Both sides spoke of the need for central government to introduce mandatory legislation and/or fiscal penalties to force developers sitting on existing development permissions to proceed with them. Cllr Patmore referred to “circa 2,000 unbuilt permissions in our town that equates to a ten-year supply of housing”: he said that he had lobbied the government recently –“and we hope to see legislation on this soon”. 

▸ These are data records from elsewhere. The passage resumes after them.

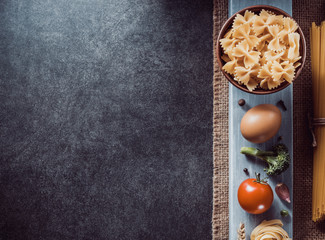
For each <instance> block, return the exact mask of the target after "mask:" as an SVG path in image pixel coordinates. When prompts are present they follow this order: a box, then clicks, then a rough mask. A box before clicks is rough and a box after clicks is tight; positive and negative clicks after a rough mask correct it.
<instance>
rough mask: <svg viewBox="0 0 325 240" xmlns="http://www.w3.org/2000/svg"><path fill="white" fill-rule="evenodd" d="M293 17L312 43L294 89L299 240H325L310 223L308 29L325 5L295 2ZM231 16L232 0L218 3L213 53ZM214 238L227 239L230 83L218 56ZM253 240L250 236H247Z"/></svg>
mask: <svg viewBox="0 0 325 240" xmlns="http://www.w3.org/2000/svg"><path fill="white" fill-rule="evenodd" d="M292 10H293V17H294V19H296V21H297V22H298V24H299V25H300V27H301V28H302V30H303V32H304V34H305V37H306V41H307V59H306V64H305V67H304V69H303V72H302V74H301V75H300V77H299V79H297V81H296V82H295V83H294V85H293V96H294V97H293V106H294V108H293V121H294V124H293V130H294V131H293V141H294V170H293V173H294V176H293V178H294V189H293V198H294V203H293V204H294V206H293V222H294V225H293V232H294V239H297V240H300V239H313V240H320V239H322V240H325V221H324V222H321V223H317V224H315V223H314V222H312V220H311V199H312V171H313V168H312V160H313V159H312V148H311V137H310V134H309V132H308V127H307V117H306V116H307V112H310V111H311V110H312V102H311V99H312V96H311V88H312V86H311V67H310V47H309V42H310V41H309V27H310V26H311V22H313V21H315V22H316V23H318V24H319V23H320V21H322V20H325V1H323V0H308V1H307V0H306V1H303V0H293V6H292ZM227 16H228V0H214V13H213V21H214V29H213V32H214V33H213V42H214V55H215V53H216V47H215V46H216V44H217V36H218V34H219V30H220V28H221V26H222V24H223V23H224V22H225V21H226V19H227ZM213 91H214V94H213V96H214V102H213V135H214V136H213V158H214V169H213V171H214V172H213V174H214V175H213V188H214V189H213V215H212V218H213V219H212V235H213V239H218V240H220V239H228V229H229V228H228V82H227V80H226V79H225V78H224V77H223V76H222V73H221V72H220V71H219V67H218V64H217V61H216V58H214V79H213ZM247 239H249V237H247Z"/></svg>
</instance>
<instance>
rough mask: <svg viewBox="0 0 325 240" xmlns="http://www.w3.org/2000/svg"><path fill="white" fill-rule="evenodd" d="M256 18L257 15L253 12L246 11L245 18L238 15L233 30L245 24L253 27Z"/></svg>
mask: <svg viewBox="0 0 325 240" xmlns="http://www.w3.org/2000/svg"><path fill="white" fill-rule="evenodd" d="M255 17H256V15H255V14H254V13H253V12H251V11H248V10H246V11H245V14H244V16H243V15H240V14H237V15H236V17H235V19H234V22H233V24H232V27H233V29H235V28H237V27H239V26H240V25H242V24H244V23H249V25H250V26H251V25H253V21H254V19H255Z"/></svg>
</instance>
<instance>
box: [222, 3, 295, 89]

Cllr Batsford’s response was scathing. “Taxing the landlords is trifling. These are offshore accounts that are just holding this land against the will of the people of Hastings. We need strong CPO [compulsory purchase order] laws which actually give councils the powers, at zero cost, to bring this land back to the people so we can build affordable homes for the people of Hastings and not pander to the offshore accounts, the Panama accounts, that I’m sure some of our ex-MPs are enjoying still.”

A vote was taken in due course to approve the full programme, councillors dividing 19 to 12 on party lines. Green councillor Julia Hilton sided with the approving Labour majority.